Él se inclinó con una sonrisa condescendiente, como el tigre que se ha mantenido al acecho y sabe a su presa sin escapatoria. Le rozó la mejilla con labios deliberadamente húmedos y juguetones, y acarició con la nariz el lóbulo de su oreja hasta que la sintió estremecerse.

— Tal vez no me haga la vida más fácil, bella… pero la hará más divertida.

La imperceptible tensión en las facciones femeninas lo alegró, era un punto más para él, para cuando quisiera torturarla. Y lo cierto era que necesitaba trazar una línea entre los muy encontrados efectos que Valentina le provocaba: era un juguete, un delicioso juguete que lo mantendría entretenido durante el próximo mes.

Se metió en la ducha con el presentimiento de la diversión revoloteándole en el estómago, tenía un par de ideas preparadas para esa noche y estaba seguro de que su regalo ayudaría a suavizarla, normalmente los rubíes engarzados solían provocar un efecto estimulante en el ánimo de las mujeres.

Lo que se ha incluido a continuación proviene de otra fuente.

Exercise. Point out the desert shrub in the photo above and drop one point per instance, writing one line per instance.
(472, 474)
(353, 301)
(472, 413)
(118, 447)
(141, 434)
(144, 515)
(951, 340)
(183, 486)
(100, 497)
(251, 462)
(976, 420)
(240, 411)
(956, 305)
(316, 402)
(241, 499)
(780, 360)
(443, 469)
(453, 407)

Pero más allá de eso era un hombre seguro, nunca había necesitado escudarse en el dinero para conseguir chicas, tenía el encanto preciso para hacerlas caer como moscas ante la miel, y más tarde o más temprano Valentina se sentiría tentada a descubrir esos encantos.

Sin embargo cuando se acercó a su habitación, esperando encontrarla extasiada ante el lujoso ropera que había mandado armar para ella, la halló ocupando su pensamiento en algo muy diferente. Dos de los teléfonos estaban ubicados sobre el tocador, y la caja de terciopelo negro con el brazalete de rubíes yacía olvidada en una esquina de la cama, conservando aún intacto su envoltorio.

Estaba más que claro que los regalos no eran su prioridad en ese instante, y eso resultaba sumamente interesante, porque significaba que había algo aún más importante o urgente que el dinero. Siguió el sonido de su voz y allí la encontró, frente al balcón, de espaldas a la puerta, erguida y orgullosa como una matriarca, mientras su lengua disparaba furiosas saetas contra el infeliz que debía estar al otro lado de la línea de uno de sus nuevos celulares.

No había en ella ni rastro del acento seductor ni de la chica coqueta. Volvía a ser una bruja sin corazón que al parecer estaba masacrando verbalmente a algún pobre incauto.

— Mi paradero puede ser desconocido, pero eso no es de su incumbencia, señor Abernaty. —la escuchó decir con acento cortante Dejé un paquete a su cuidado y lo quiero de regreso, pasaré a buscarlo dentro de dos noches… Sí, conozco bien la dirección, y por favor señor Abernaty, no llegue en ese volvo traqueteante o todo el mundo volteará a mirarnos. Comprenderá que no me hace particular ilusión que nos vean juntos.